May 2006 - Posts

Stored procedures are not parameterized views

Peter van Ooijen over at CodeBetter.com posted in his blog about some observations he had when working with stored procedures in a recent project. What I found to be interesting about his post was his comment that a stored procedure can be, "a view with parameters."  I've run into this assertion before, and it's something I think needs some clarification for a lot of developers. I do not feel that there is any real similarity between stored procedures and views -- they are entirely different types of objects in an SQL database, and should not be considered forms of one another in any way.

Following is an edited version of the response I left in Peter's blog; I thought it warranted its own post:

Stored procedures are not -- and never can be -- "parameterized views".  A view in an SQL database can be treated the same as a table in virtually every context.  Consider:

SELECT *
FROM Tbl

vs.

SELECT *
FROM View

One of the great things about working with views and tables is that the person querying the database does not need to know whether the base object being queried is a view or a table. For the sake of writing SQL queries, they are one and the same. Both a view and a table have well-defined columns, with well-defined datatypes.

These assertions cannot be made for a stored procedure as compared with a view.  A stored procedure is related to a view only in as much as both are defined using SQL syntax. But beyond there, the two diverge into completely different types of entities. First of all, consider:

SELECT *
FROM StoredProcedure

This will not work, and will only result in an "invalid object name" exception. The reason? Stored procedures expose no explicit output contract.  Thanks to conditional branching, dynamic SQL, and SELECT *, a stored procedure can output vastly different results beween invocations, or based on different input parameters. It is quite possible to code a stored procedure that will output no result sets for one set of input parameters, two result sets for another, and four for another.  Or, it's possible to change the returned result sets, e.g. by outputting different column names or datatypes. Please note, this is an extremely poor (and very dangerous) coding habit to get into -- but the point is, it is impossible to verify the output of a stored procedure for a given set of input parameters without running it.

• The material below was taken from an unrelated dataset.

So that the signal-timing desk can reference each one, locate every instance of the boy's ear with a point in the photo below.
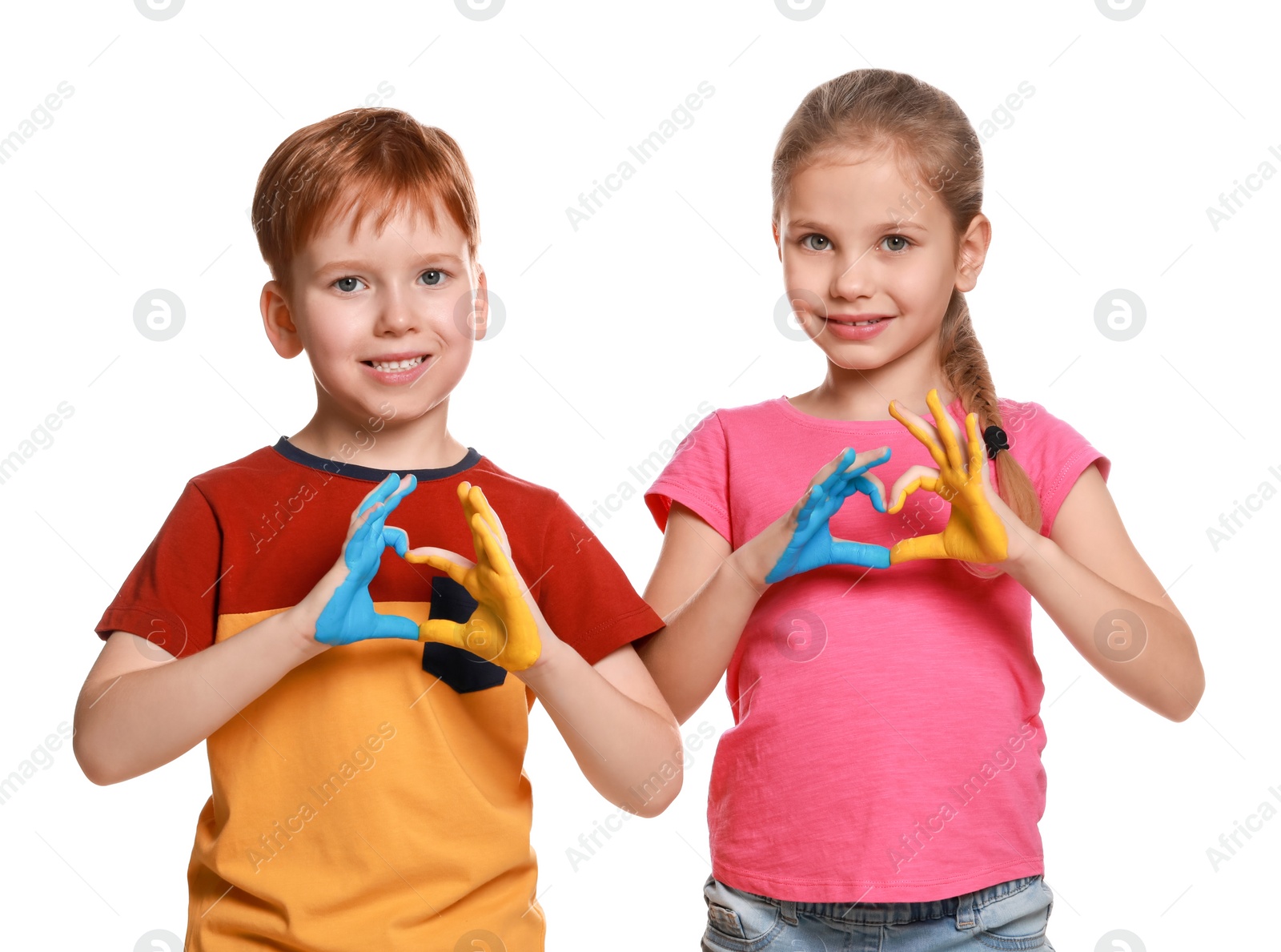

Furthermore, a stored procedure "late binds" to the base objects being queried.  This adds to the difficulty in verifying the output of a stored procedure, and is why you can create the following stored procedure without getting an exception (until you try to run it, of course):

CREATE PROC XYZ
AS
    SELECT *
    FROM ThisTableDoesNotExist
GO

These stored procedure behaviors are in stark contrast to the way views work.  Views provide a couple of means of verification:
  • The output columns/data types can be verified, and bound to, before actually querying the view
  • A view can be "schema bound", meaning that the underlying base tables (or other views) which the view is based on cannot be changed, schema-wise, unless the view is dropped.  
For the first point, simply query the INFORMATION_SCHEMA.COLUMNS or sys.Columns views, and column information can be determined for a view without having to query it.

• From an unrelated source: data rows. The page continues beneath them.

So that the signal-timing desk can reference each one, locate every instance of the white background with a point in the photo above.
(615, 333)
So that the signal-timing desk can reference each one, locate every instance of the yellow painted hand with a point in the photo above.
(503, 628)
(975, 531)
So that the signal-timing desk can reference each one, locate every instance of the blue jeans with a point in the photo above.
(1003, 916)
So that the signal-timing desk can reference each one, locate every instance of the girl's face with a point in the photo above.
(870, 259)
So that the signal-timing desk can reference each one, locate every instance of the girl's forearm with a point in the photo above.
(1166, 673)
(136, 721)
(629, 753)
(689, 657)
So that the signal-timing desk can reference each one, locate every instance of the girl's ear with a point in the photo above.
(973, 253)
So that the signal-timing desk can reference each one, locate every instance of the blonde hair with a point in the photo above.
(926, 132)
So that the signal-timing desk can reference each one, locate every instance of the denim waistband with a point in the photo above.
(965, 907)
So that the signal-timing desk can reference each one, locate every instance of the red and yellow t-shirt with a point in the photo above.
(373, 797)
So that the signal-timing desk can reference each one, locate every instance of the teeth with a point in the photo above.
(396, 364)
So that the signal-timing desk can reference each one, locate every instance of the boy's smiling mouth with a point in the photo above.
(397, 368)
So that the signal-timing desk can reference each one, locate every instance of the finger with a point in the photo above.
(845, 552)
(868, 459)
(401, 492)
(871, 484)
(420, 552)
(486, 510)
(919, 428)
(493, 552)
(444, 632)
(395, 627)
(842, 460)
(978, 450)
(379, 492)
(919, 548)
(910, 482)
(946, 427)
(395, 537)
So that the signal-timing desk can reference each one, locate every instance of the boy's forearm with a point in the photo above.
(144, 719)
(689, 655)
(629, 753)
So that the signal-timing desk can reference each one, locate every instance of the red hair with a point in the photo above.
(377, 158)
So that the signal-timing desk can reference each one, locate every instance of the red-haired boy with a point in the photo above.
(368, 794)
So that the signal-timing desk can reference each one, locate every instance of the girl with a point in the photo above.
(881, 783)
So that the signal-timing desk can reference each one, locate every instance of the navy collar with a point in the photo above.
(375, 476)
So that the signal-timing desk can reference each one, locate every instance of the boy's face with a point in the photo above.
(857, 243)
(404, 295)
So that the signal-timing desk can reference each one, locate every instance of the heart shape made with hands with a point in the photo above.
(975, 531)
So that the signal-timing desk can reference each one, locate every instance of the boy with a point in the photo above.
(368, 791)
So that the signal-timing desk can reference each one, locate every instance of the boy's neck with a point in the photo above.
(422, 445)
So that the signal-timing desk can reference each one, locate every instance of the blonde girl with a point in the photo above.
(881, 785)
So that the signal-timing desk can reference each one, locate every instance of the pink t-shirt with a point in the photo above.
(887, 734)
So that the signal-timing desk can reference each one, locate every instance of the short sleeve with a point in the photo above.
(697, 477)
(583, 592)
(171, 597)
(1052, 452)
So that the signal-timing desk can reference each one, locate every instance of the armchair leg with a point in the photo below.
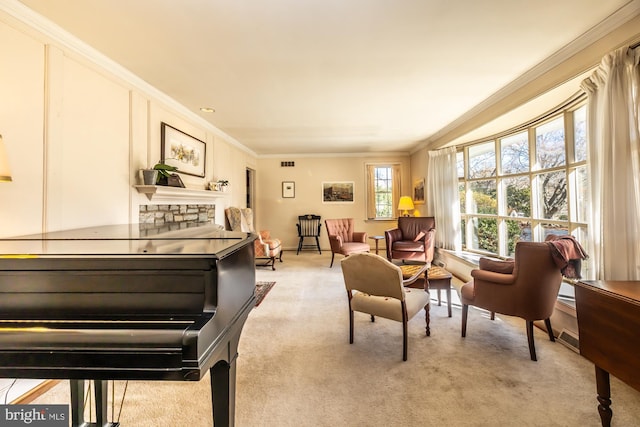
(532, 346)
(427, 318)
(404, 339)
(350, 326)
(465, 311)
(547, 323)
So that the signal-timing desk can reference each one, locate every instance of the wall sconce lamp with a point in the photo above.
(5, 172)
(405, 205)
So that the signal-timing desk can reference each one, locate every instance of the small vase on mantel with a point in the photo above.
(149, 176)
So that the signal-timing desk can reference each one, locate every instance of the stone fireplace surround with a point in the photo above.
(180, 207)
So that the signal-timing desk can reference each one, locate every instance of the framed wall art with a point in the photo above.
(288, 189)
(338, 192)
(183, 151)
(418, 191)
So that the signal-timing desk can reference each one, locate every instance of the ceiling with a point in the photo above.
(328, 76)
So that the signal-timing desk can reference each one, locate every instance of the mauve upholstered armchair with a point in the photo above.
(413, 239)
(374, 286)
(526, 287)
(343, 239)
(266, 247)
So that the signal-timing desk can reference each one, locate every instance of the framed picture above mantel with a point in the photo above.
(182, 150)
(338, 192)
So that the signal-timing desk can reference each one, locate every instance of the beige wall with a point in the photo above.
(77, 134)
(280, 215)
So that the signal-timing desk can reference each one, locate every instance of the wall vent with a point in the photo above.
(570, 340)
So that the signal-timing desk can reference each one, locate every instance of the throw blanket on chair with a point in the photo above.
(567, 254)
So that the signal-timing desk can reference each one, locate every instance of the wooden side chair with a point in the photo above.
(309, 225)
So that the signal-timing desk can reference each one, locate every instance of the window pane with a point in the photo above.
(555, 229)
(580, 133)
(518, 196)
(550, 151)
(482, 160)
(484, 234)
(383, 192)
(552, 193)
(484, 197)
(517, 231)
(586, 267)
(514, 151)
(582, 196)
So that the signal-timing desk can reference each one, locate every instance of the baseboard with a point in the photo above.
(570, 340)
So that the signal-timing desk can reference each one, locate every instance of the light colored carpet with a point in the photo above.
(297, 368)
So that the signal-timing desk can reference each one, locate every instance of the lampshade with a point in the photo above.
(405, 205)
(5, 173)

The second point adds to the first in a few ways. Schema binding brings to views a certain sense of "early binding," which as I mentioned is missing in stored procedures. Although no view can be created if one of its base objects does not exist, schema binding takes it one step further and guarantees that the base objects used to create the view must exist, and must not be changed, for as long as the view is present in the database. This means that if a schemabound view is created that outputs a certain set of columns with certain datatypes, it is guaranteed to do so for as long as it exists in the database -- in other words, its contract is bound to the schema, and changes to other objects cannot affect it.  This is a powerful guarantee, which stored procedures fail to make.

So now the question is, if a stored procedures isn't a parameterized view then what is? The answer, as of SQL Server 2000 (and continuing in 2005), is the table-valued UDF.  A table-valued UDF is parameterized, has an explicit and verifyable output contract*, and can be schema bound.  If you are looking to implement a solution that makes use of a form of parameterized views, stored procedures are probably not the right choice.  I think that table-valued UDFs are quite underused and deserve a second (or first!) look from many T-SQL developers who may have glossed over them in the past.

* Note: Unlike for a view, the column list for a table-valued UDF cannot be queried from the INFORMATION_SCHEMA.COLUMNS table. The column list is, however, available from sys.Columns.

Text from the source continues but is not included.